At 7 pm on a Wednesday, three tables are occupied by the patrons all in their early 20s. Several are dressed in traditional wear. It’s a marriage of cultures that is visible in the menu and the decor.

“Among the most popular selfie spots is the smoking area on the terrace,” says Srijesh Kollum, 23, who is on the wait staff. “It’s a tiny space that is also quite windy, but people squeeze in to smoke and get hairflowing selfies with a cigarette.”

Commerce student Ujan Kalwa, 22 is a regular. “I am glad that Ranchi has moved beyond cafés,” he says. “Here we can finally get a couple of drinks, good Bollywood music and fancy food.” The venue is popular for corporate lunches and birthday parties, events that would otherwise be held in banquet halls and mall food courts.

The owners are also hiring local staff. Some simply return to the hometown editions of the city restaurants they’d worked at. Others find opportunities closer home.

Hoppipola has helped the local DJ Aakash, 25, get a permanent job. While most DJs in small towns live in fear of offending a local patron by not playing his favourite filmi number, Aakash says he gets to spin hip-hop to help it get better acceptance in Ranchi. “I mix hip-hop with Bollywood, because my customers love Bollywood songs.”

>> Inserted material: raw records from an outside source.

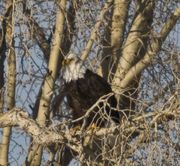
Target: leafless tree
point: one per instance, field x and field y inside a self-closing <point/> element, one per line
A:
<point x="133" y="44"/>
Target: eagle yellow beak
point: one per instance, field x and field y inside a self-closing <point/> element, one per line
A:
<point x="66" y="62"/>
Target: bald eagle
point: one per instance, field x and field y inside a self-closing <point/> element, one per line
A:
<point x="84" y="88"/>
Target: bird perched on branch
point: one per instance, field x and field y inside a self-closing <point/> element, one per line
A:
<point x="89" y="95"/>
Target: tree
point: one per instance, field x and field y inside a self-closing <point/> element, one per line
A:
<point x="132" y="44"/>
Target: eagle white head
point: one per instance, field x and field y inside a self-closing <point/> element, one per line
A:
<point x="72" y="68"/>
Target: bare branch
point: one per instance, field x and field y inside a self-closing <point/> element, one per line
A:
<point x="152" y="50"/>
<point x="93" y="34"/>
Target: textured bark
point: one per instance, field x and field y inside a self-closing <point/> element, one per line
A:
<point x="113" y="43"/>
<point x="35" y="153"/>
<point x="2" y="59"/>
<point x="94" y="31"/>
<point x="11" y="84"/>
<point x="152" y="50"/>
<point x="135" y="42"/>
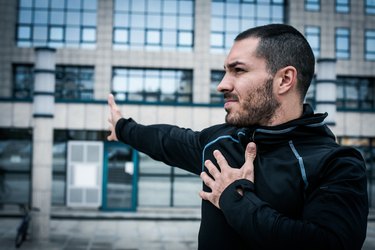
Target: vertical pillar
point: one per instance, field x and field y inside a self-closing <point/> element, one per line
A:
<point x="326" y="88"/>
<point x="43" y="111"/>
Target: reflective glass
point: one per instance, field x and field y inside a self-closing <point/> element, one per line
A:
<point x="228" y="18"/>
<point x="74" y="4"/>
<point x="57" y="17"/>
<point x="121" y="36"/>
<point x="56" y="33"/>
<point x="25" y="16"/>
<point x="138" y="5"/>
<point x="24" y="32"/>
<point x="58" y="4"/>
<point x="153" y="21"/>
<point x="40" y="33"/>
<point x="89" y="18"/>
<point x="137" y="21"/>
<point x="185" y="38"/>
<point x="72" y="34"/>
<point x="137" y="36"/>
<point x="153" y="37"/>
<point x="90" y="4"/>
<point x="41" y="17"/>
<point x="170" y="7"/>
<point x="154" y="6"/>
<point x="168" y="16"/>
<point x="26" y="3"/>
<point x="186" y="7"/>
<point x="121" y="20"/>
<point x="41" y="4"/>
<point x="88" y="35"/>
<point x="169" y="22"/>
<point x="73" y="18"/>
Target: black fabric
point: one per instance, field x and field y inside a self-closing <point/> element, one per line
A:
<point x="309" y="193"/>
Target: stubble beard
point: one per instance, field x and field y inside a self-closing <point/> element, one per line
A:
<point x="257" y="109"/>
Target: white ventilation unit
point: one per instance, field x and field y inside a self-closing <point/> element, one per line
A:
<point x="85" y="168"/>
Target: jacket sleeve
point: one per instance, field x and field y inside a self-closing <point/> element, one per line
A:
<point x="172" y="145"/>
<point x="334" y="215"/>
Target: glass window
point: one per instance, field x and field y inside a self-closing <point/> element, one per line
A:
<point x="342" y="43"/>
<point x="366" y="146"/>
<point x="23" y="81"/>
<point x="370" y="7"/>
<point x="343" y="6"/>
<point x="164" y="186"/>
<point x="370" y="45"/>
<point x="15" y="166"/>
<point x="312" y="5"/>
<point x="74" y="82"/>
<point x="313" y="37"/>
<point x="216" y="77"/>
<point x="154" y="25"/>
<point x="356" y="93"/>
<point x="57" y="23"/>
<point x="152" y="85"/>
<point x="228" y="18"/>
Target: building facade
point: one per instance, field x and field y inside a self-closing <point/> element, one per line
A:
<point x="162" y="59"/>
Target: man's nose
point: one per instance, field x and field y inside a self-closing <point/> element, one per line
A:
<point x="225" y="84"/>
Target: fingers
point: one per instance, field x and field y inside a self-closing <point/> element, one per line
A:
<point x="251" y="152"/>
<point x="220" y="159"/>
<point x="212" y="169"/>
<point x="248" y="167"/>
<point x="111" y="101"/>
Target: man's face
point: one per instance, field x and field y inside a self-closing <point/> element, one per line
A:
<point x="247" y="86"/>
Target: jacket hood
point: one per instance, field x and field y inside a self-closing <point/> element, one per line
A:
<point x="310" y="124"/>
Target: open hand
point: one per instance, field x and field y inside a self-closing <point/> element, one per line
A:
<point x="222" y="179"/>
<point x="115" y="115"/>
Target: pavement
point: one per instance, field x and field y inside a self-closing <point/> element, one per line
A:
<point x="148" y="229"/>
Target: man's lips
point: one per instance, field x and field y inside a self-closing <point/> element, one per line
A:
<point x="229" y="99"/>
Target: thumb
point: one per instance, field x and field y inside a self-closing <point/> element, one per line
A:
<point x="251" y="152"/>
<point x="111" y="101"/>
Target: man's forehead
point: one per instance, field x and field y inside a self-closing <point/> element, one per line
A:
<point x="242" y="52"/>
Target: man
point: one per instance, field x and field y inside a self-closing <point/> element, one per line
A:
<point x="297" y="189"/>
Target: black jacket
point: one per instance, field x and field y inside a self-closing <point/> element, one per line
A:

Restaurateur Riyaaz Amlani took the franchising route to launch Mocha Café and Bar in small cities like Guwahati. ‘We vet each franchise owner and dismiss those who are only interested in bragging rights,’ he says.
(Dhruba Dutta / HT Photo)

The need for resourceful, local partners is driving restaurateurs to opt for franchise models in Tier-2 cities. “We vet each franchise owner,” says Amlani, who has adapted the model for the expansion of Mocha Café. “We dismiss those who are only interested in bragging rights. They need to view it as a serious business.”

Other challenges include sourcing skilled manpower, specialised kitchen equipment and ingredients like porcini mushroom or bhut jolokia, which may not be available in a small city. So expenses can rise by 10%, say restaurateurs.

Smaller cities are also picked based on their ease-of-business in terms of licensing. And Gujarat, being a dry state, remains off the radar for most restaurants that are driven by alcohol sales.

The main risk is ensuring a common standard in cities big and small, says Rahul Singh, president, National Restaurant Association of India (NRAI) and founder-CEO of The Beer Café, which is present in 11 cities, including Mohali, Ludhiana and Amritsar. “A customer expects the same experience. He visits your restaurant because he has seen you in a bigger city or at least heard about you,” he says. “In a big city, patrons can flit from one restaurant to another. In a smaller town, loyalty matters. A restaurant’s occupancy rate is lower than in a metro. So, if you don’t offer great food and vibe, you will lose your customer and it will affect business.”